Vous avez été catalogué très rapidement comme un chanteur réaliste…
Oui, c’est vrai, je fais de l’« acting » sur scène. J’aime incarner les mots, raconter… et ce n’est pas loin de ce que fait l’acteur. Pour moi, la chanson, c’est une émotion. Alors, je laisse aller mes émotions…
Longtemps, vous avez été également considéré comme un chanteur de la marge. De vous, on disait que ce n’est jamais gris, c’est blanc ou noir…
… mais rassurez-vous, je suis toujours aussi radical dans ma tête. Simplement, je n’aime pas les conflits. On ne convainc jamais personne… et depuis quelque temps, j’ai quitté Paris, je vis à la campagne, ça m’a un peu apaisé, ça relativise nombre de choses.
On vous dit aussi chanteur culte…
Ça, très franchement, je ne m’en suis pas aperçu… Je veux seulement dire des choses radicales de manière naturelle…

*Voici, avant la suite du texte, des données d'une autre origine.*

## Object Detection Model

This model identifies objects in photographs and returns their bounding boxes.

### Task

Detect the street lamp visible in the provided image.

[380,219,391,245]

Jean Guidoni chantre du désespoir ?
Si j’ai été désespéré ou si je le suis, j’ai toujours essayé que ce le soit avec humour ! En fait, j’adorerais chanter une chanson gaie… Mais surtout, j’ai horreur de déranger. Dans la vie, je parle rarement de moi, je préfère écouter les autres…
Vous bouclez ce nouvel album avec « Paris je suis en vie »… C’est un avertissement à celles et ceux qui vous ont rangé dans l’armoire aux souvenirs ?

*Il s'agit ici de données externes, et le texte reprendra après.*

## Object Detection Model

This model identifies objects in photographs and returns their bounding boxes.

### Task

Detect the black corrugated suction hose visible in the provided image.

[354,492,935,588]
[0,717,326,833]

C’est surtout un hymne à la vie. Le message d’espoir d’un homme qui voudrait être, qui a juste été…
Avec des si
Interprète : Jean Guidoni
Label : CD Tacet
Parution : 25 mars 2022
Prix : 12,99 €
Tracklist
1/ Avec des si
2/ Revoir l’été
3/ Si les anges
4/ Les même
5/ Allons chante
6/ Sans Dabadie
7/ L’été meurtrier
8/ Un homme sans importance
9/ Cecil Hotel
10/ Larmes de tigre
11/ A plus d’un titre
12/ Paris je suis en vie
Concerts
-25 avril 2022 : Bouffes du Nord- Paris.
-8 mai 2022 : Centre Culturel de Lesquin (Nord)
-15 juillet 2022 : Francofolies La Rochelle.